One major advantage to the latter method is the inclusion of work with the purpose and application for active preventive activities.  Proactive activities are gathered and interpreted as measures of patient involvement and the related PCP involvement in the care giving process.  The remaining information pertaining to prescription drugs and products evaluates preventive and maintenance medication activities, and occasional (hopefully) urgent or emergent care related activities.  (Note the blue tone defines the proactive activities; the red tone the non-proactive activities and the grey tone the role of claims in this process.) 

One can measure both proactive and reactive behaviors separately, related them to one another, and use them to define the overall healthy behavior of the population for a given disease or condition.  A method can also be developed to perform identical evaluations on different medical conditions, using these activities to together define a particular population health related feature.  When age-gender related subdivisions of the datasets are taken into account, a subpopulation by subpopulation assessment can be performed.  This would help to differentiate one type of insurance program from another, and be useful in determining where priorities lie with regard to recommending the best forms of intervention activities to pursue. 

The remaining step in this general flowchart on how to assess each particular population health defining measure or feature is to determine how to identify the indicators for these various proactive and reactive behaviors.  The codes listed above and those employed in claims processing and prescription drug use are the primary identifiers to be used for determining absence or presence of a given feature.  As explained previously however, mere presence is not enough to establish with certainty that a condition exits.  Temporal reviews demonstrate repeated performance are needed first to validate a suspected condition, and then to identify its severity and persistence in terms of quality of life.  This means that dates will help analysts determine the overall disease/condition history and state.  
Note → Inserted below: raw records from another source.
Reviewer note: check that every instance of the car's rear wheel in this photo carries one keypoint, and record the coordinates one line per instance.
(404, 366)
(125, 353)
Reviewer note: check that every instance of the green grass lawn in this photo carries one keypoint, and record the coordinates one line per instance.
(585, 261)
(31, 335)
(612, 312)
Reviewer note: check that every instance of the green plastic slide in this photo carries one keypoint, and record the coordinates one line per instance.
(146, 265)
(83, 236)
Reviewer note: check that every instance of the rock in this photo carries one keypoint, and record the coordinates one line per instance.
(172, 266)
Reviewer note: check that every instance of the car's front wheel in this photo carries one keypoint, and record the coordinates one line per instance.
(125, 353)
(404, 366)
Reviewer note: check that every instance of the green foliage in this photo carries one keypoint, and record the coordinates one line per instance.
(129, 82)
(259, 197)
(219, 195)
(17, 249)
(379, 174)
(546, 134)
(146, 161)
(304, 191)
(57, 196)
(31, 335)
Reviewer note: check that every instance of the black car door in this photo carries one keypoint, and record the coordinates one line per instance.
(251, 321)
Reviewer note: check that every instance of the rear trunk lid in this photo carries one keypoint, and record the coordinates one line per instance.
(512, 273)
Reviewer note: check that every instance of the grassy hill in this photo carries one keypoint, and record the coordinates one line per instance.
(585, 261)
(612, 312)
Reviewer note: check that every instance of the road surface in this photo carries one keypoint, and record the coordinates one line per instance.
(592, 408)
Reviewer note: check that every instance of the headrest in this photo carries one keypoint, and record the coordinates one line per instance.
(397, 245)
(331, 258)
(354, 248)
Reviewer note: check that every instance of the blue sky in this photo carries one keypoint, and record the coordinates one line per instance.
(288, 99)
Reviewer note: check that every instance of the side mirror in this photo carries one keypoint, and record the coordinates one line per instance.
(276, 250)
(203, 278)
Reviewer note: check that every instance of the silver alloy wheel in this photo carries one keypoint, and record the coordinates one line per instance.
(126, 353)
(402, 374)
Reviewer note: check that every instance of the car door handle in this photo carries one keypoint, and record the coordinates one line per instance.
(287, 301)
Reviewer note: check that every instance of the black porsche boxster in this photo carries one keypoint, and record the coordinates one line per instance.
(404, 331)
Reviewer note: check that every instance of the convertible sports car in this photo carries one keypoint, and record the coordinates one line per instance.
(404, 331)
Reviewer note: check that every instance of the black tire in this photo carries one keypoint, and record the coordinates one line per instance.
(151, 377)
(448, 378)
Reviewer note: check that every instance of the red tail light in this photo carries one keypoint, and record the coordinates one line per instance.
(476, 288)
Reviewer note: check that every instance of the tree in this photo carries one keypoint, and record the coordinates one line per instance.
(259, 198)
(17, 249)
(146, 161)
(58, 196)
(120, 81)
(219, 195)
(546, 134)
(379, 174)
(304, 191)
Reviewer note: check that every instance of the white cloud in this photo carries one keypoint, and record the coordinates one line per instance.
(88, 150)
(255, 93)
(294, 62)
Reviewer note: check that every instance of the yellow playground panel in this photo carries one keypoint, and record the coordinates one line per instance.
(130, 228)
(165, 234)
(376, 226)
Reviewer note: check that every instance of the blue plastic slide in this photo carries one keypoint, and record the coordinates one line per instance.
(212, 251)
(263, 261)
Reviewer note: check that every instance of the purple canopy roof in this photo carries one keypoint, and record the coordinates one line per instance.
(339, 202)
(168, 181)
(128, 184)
Once Groups Health values are assessed, the same method of evaluation may be performed based on temporally defined subsets of the overall population.  In other words, the full data is to be used to define the overall conditions, states and related events to be evaluated, whereas the temporal data would be used to view specific activities and their rates of change and/or progression.  The latter may be used for example to determine when missed scripts or reduced use of medication occurs, on a per diem 24hr dose-defined basis (akin to HEDIS/NCQA measures done to evaluate cost per script measures, for reduction in costs-based prescription monitoring programs).